We Are Taking Walmart to Court to Seek Justice for Pregnant Workers
Talisa Borders was pregnant and making it work at her job in the pharmacy department at a Walmart in East St. Louis, Illinois. As her pregnancy progressed, she avoided lifting heavy objects and climbing ladders, and so she traded tasks with coworkers occasionally. But when she was seven months pregnant, her supervisor asked her to bring in a doctor’s note setting out her restrictions. When she turned in the note stating that she should not lift more than 25 pounds or climb ladders, Walmart immediately pushed her out onto unpaid leave—even though she made clear she was capable of doing her job with minor accommodations and wanted to continue working. The Human Resources coordinator at her store told her that accommodations were only available for those who had on-the-job injuries and this was a corporate policy that could not be changed by individual store managers.
In Jacksonville, Florida, Otisha Woolbright had a similar experience working in the deli and bakery at Walmart. After she experienced pain and bleeding early in her pregnancy, her doctor advised her to avoid heavy lifting, but her supervisor told her that if she couldn’t do heavy lifting she could “walk out those doors” and that pregnancy was “no excuse.” Shortly thereafter, she injured herself doing the exact sort of heavy lifting she had sought to avoid; only then, after she had been hurt because of Walmart’s failure to accommodate her restrictions, did Walmart provide her with job duties that did not include lifting, because she then had an on-the-job injury. A few months later, immediately after she asked about Walmart’s policies around taking time off for childbirth, Otisha was fired.
Otisha and Talisa were just two of the many pregnant women around the country who suffered the effects of Walmart’s discriminatory policies and practices. At Walmart, the nationwide rule and practice was that associates who needed some on-the-job changes because of medical needs arising out of pregnancy were ineligible for the reassignments or transfers of nonessential duties that associates with disabilities or on-the-job injuries could receive. In others words, if you couldn’t lift more than 25 pounds because of an on-the-job back injury, or because of some medical condition other than pregnancy, you might well be eligible for reassignment to a position that did not require lifting. If you needed that change in your job duties because you were pregnant, you were out of luck. As a result, pregnant associates like Otisha and Talisa were regularly terminated, forced onto unpaid leave, or required to continue to do tasks that their medical providers had advised against and bear the associated health risks. No one should have to choose between her job and the health of her pregnancy, but by failing to provide accommodations to those pregnant workers who needed them, Walmart forced women to make that choice again and again.

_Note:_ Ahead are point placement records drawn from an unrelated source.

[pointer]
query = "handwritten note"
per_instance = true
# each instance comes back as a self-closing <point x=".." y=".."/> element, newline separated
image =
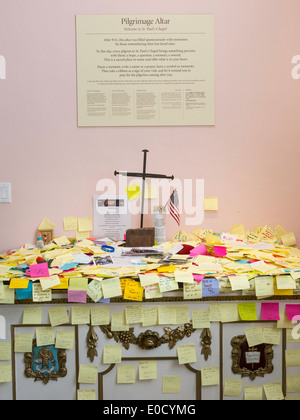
<point x="292" y="310"/>
<point x="247" y="311"/>
<point x="147" y="370"/>
<point x="39" y="270"/>
<point x="270" y="311"/>
<point x="87" y="374"/>
<point x="186" y="354"/>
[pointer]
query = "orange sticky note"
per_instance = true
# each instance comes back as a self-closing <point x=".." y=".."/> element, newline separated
<point x="166" y="269"/>
<point x="133" y="291"/>
<point x="18" y="283"/>
<point x="282" y="292"/>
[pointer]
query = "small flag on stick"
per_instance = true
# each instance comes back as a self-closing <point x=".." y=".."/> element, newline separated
<point x="173" y="206"/>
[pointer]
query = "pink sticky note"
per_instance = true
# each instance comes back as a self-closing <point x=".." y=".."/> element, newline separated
<point x="220" y="251"/>
<point x="39" y="270"/>
<point x="198" y="278"/>
<point x="270" y="311"/>
<point x="199" y="250"/>
<point x="77" y="296"/>
<point x="292" y="310"/>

That is why the National Women’s Law Center, in partnership with A Better Balance and the law firm Mehri & Skalet, filed a nationwide class action against Walmart last month, on behalf of Talisa, Otisha, and the thousands of women who, like them, between March 2013 and March 2014 worked for Walmart while pregnant, who were denied needed accommodations, and who as a result lost pay or even lost their jobs, at the very moment their families’ expenses were about to increase. By refusing to make the same sort of accommodations for pregnant associates that it made for associates with other types of similar medical needs, Walmart violated the Pregnancy Discrimination Act, which requires employers to treat pregnant workers just as well as they treat those non-pregnant workers who are similar in their ability to work. As the Supreme Court made clear two years ago in the case Young v UPS, employers who make accommodations for disabilities and on-the-job injuries while refusing to make accommodations for pregnancy will often violate the Pregnancy Discrimination Act. By treating pregnant associates as second-class citizens, Walmart broke the law, again and again.
In March 2014, in response to concerns raised by the National Women’s Law Center, A Better Balance, and its shareholders, Walmart revised its pregnancy accommodation policies to state that temporary disabilities arising out of pregnancy were eligible for the full range of accommodations provided to other disabilities. While this appeared to be a step forward, the policy still suggested that medical needs for accommodation arising out of ordinary pregnancy, rather than pregnancy complications, were not covered. And once again, the experience of women working at Walmart revealed an ongoing failure to make accommodations. For example, our client Candis Riggins, who worked for a Walmart in Laurel, Maryland, after Walmart’s policy change, repeatedly asked her supervisor if she could work as a cashier rather than in maintenance using harsh chemicals after her physician advised her to avoid work with those chemicals during her pregnancy. Her requests to change jobs were ignored. Finally she started calling in sick because of the impact the chemicals were having on her. Walmart promptly fired her.
Walmart is the largest private employer in the United States. In 22 states, it is the largest employer period. How it treats its many, many pregnant employees has a huge impact on maternal and infant health and on families’ economic security. By seeking justice for those women who were harmed by their discriminatory policies and practices we are standing up to Walmart, working to remedy the harm it has inflicted in the past and to ensure that it changes for the better, for the sake of all the pregnant Walmart associates working hard to make a better life for their families.